Superconductivity refers to a state of materials in which the electrical resistance becomes zero when the material is cooled to a sufficiently low temperature, referred to as the critical temperature. One type of superconductor, referred to as a high temperature superconductor (HTS), has a critical temperature in excess of the boiling point of liquid nitrogen of 77° K at atmospheric pressure.
The use of superconductive materials and, in particular, superconducting cables, is advantageous because of the elimination of resistive losses. As a result, superconducting cables are being designed, built and tested for use in industrial applications, such as power transmission systems. While the lengths of superconducting cables used in power transmission systems have been relatively short while the merits of their use in this application is confirmed, such as on the order of less than a kilometer, it is anticipated that future applications will require much greater superconducting cable lengths, even in some cases in excess of 600 kilometers.
HTS cables are comprised of a core, such as a copper core, around which superconducting tape and wires are wrapped. A dielectric material surrounds the wires and a coolant, such as liquid nitrogen, flows through a vessel or tube over the dielectric providing both cooling and additional dielectric insulation for the conductor. This vessel or tube is then surrounded by an additional layer of thermal insulation (vacuum or other material) to minimize the rate of thermal input. In cold dielectric superconducting cables, the dielectric is on the inside of the area through which the coolant flows.
Conventionally, cryogenic refrigeration systems are used to cool cold dielectric superconducting cables to the critical temperature. Such systems contain a compressor for providing a refrigerant, or coolant, such as liquid nitrogen, at the critical temperature. The liquid nitrogen flows through an area disposed around the dielectric material, entering the area at one end of the cable and exiting the area at the opposite end of the cable to be returned to the cryogenic refrigeration system through a tube external to the superconducting cable assembly.

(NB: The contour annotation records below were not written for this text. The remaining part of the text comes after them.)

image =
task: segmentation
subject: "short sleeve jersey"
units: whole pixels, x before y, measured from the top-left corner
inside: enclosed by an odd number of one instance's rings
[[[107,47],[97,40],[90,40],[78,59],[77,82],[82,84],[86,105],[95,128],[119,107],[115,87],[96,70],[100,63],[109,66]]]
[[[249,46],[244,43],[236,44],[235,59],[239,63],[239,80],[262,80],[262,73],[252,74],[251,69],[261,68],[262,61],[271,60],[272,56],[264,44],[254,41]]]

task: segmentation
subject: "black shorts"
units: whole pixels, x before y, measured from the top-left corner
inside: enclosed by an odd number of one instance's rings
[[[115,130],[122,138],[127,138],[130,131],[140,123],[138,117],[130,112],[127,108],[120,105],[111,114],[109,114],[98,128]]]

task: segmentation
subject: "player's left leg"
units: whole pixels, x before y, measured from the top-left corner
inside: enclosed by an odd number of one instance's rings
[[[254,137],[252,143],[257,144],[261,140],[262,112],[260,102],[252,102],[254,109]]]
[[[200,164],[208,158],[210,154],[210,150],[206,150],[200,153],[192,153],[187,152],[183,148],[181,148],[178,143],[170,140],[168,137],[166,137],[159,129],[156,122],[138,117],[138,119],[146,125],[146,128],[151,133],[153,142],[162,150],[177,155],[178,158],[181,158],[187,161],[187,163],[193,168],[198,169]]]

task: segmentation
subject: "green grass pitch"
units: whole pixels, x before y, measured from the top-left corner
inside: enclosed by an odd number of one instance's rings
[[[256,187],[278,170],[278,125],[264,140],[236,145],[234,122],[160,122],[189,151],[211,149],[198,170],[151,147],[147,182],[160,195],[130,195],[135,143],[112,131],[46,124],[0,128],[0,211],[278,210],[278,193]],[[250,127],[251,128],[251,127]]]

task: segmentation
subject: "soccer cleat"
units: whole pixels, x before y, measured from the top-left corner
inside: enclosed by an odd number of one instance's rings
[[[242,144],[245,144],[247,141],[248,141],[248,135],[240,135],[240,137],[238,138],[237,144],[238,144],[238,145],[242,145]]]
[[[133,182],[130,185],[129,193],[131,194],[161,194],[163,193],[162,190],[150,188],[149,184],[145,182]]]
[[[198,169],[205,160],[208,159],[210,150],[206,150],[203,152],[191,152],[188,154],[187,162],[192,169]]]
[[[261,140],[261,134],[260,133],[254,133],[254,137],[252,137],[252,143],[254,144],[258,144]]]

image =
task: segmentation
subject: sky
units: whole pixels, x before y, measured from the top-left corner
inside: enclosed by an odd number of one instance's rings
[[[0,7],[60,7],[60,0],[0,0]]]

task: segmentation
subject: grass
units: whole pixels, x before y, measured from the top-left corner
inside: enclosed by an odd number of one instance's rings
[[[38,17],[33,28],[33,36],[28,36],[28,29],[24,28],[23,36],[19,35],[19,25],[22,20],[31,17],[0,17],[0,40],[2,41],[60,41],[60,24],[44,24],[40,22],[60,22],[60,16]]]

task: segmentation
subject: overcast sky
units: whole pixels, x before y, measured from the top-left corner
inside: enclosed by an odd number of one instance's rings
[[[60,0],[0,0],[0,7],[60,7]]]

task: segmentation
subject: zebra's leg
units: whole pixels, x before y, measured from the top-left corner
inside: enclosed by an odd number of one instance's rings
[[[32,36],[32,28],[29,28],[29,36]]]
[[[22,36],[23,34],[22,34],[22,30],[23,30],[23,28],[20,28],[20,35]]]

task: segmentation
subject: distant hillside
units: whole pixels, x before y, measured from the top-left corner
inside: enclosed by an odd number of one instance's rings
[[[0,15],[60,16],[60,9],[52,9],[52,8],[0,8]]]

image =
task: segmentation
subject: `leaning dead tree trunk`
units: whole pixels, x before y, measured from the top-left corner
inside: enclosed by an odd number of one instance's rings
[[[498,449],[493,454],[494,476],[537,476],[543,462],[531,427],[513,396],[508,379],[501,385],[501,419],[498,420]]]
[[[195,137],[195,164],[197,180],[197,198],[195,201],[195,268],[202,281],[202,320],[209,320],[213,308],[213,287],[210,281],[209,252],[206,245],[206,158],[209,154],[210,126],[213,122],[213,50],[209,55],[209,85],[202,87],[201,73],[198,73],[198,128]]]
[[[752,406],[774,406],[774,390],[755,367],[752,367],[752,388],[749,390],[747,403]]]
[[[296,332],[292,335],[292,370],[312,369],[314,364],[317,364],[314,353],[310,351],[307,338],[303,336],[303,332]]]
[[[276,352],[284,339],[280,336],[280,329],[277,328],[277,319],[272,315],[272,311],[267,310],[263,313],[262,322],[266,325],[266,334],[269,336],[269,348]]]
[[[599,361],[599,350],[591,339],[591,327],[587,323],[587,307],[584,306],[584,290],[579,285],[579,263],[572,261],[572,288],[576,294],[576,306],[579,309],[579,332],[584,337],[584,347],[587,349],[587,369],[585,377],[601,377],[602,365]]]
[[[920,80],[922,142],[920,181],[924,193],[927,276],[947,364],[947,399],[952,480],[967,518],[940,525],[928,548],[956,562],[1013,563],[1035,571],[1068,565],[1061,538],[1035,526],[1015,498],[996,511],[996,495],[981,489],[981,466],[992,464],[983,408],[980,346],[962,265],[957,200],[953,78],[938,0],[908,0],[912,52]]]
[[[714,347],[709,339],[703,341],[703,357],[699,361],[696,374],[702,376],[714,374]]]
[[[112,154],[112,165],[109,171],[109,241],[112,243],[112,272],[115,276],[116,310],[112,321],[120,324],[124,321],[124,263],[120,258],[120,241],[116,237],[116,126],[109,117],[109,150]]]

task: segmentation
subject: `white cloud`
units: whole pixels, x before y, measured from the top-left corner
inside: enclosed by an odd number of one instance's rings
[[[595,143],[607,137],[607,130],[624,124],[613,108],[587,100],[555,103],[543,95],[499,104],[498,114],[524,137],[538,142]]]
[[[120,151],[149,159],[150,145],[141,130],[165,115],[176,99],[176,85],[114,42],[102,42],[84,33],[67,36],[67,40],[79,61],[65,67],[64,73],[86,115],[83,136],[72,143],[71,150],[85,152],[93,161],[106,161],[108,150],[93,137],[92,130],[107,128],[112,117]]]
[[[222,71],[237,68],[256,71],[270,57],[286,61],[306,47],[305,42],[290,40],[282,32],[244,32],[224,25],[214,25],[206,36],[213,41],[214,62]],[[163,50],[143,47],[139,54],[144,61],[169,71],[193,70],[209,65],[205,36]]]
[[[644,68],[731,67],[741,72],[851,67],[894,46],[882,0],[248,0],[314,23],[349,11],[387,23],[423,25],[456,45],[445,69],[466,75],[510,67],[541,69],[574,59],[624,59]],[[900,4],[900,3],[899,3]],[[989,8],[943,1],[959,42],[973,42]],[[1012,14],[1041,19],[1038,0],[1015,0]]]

While this arrangement may be sufficient for cooling superconducting cables having short lengths on the order of up to 1 kilometer, cooling longer cable lengths requires additional cryogenic refrigeration systems because of the cooling capacity of such systems. Thus, many cryogenic refrigeration systems would be required along the length of the cable in order to maintain the entire cable length at the critical temperature. This arrangement becomes costly due to the cost of the additional refrigeration systems.